CoJEF II started on 1 of March 2014 and ran for two years. The final project guidelines were prepared with the support of Professor Evelyne Terryn (University of Leuven), Professor Geraint Howells (on leave from University of Manchester at City University of Hong Kong) and Professor Hans Micklitz (European University Institute).

They provide for a set of recommendations to improve the enforcement of consumer law at national and EU level, especially with the view of the work of consumer associations.

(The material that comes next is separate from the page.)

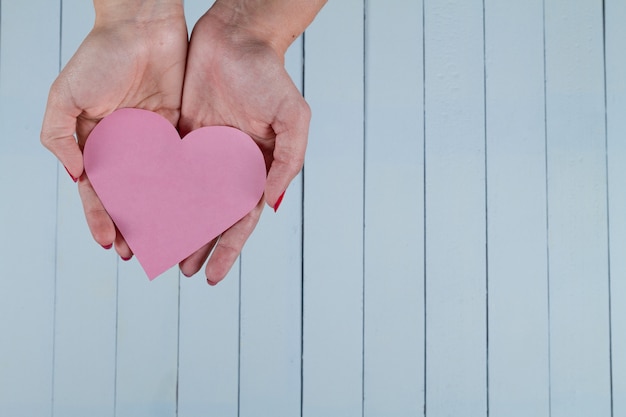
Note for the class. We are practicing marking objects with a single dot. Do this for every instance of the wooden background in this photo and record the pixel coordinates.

The full document is available here.

Summary of the project findings

  • Public and private together: Consumer organisations have been and still are the frontrunners in relation to consumer law enforcement, particularly in the digital market place. They are watchdogs of the market. Public and private enforcement do not exclude each other quite to the contrary they mutually strengthen each other provided an appropriate framework for co-operation exists.
  • Needed structural rules on national and transborder co-operation in consumer law enforcement: Structural cooperation between consumer organisations and public authorities may take different forms – from regular exchanges of information and consultations, to joint media campaigns etc. This cooperation should be reinforced through the possibility of enforcement requests that the authority must act upon and investigate.
  • Needed complaints collection: The early detection of market failure and consumer problems in quickly evolving markets remains crucial. This requires a developed and widely standardized system on the electronic collection and evaluation of consumer complaints across the EU. The barriers of fragmented and dispersed collection systems need urgently to be overcome through the development of appropriate common schemes across Europe to guarantee an effective exchange of information, both between consumer organisations and between consumer organisations and public authorities.
  • Needed collective action beyond injunctions: Being able to rely on an effective procedure of collective redress is paramount if consumers are to directly benefit from the successful enforcement and the work of consumer organisations. The EU recommendation on collective redress provides for a minimum standard which still awaits implementation in many Member States.
  • Needed consumer law enforcement through information technology: The beginning debate on using information technology in particular through the development of self-learning algorithms should be forcefully promoted and be made available to consumer law enforcement through consumer associations and public bodies.
  • Needed new approach on a European wide effect of administrative action and judgments: Competition law is ahead of consumer law. Experience with co-ordinated enforcement action shows that an injunction in one country does not guarantee that the transnationally operating company will change its practices in other EU countries. Whilst information exchange as well as cooperation with national enforcement authorities and using social media remains crucial, European standards on the transborder effect of enforcement actions are needed.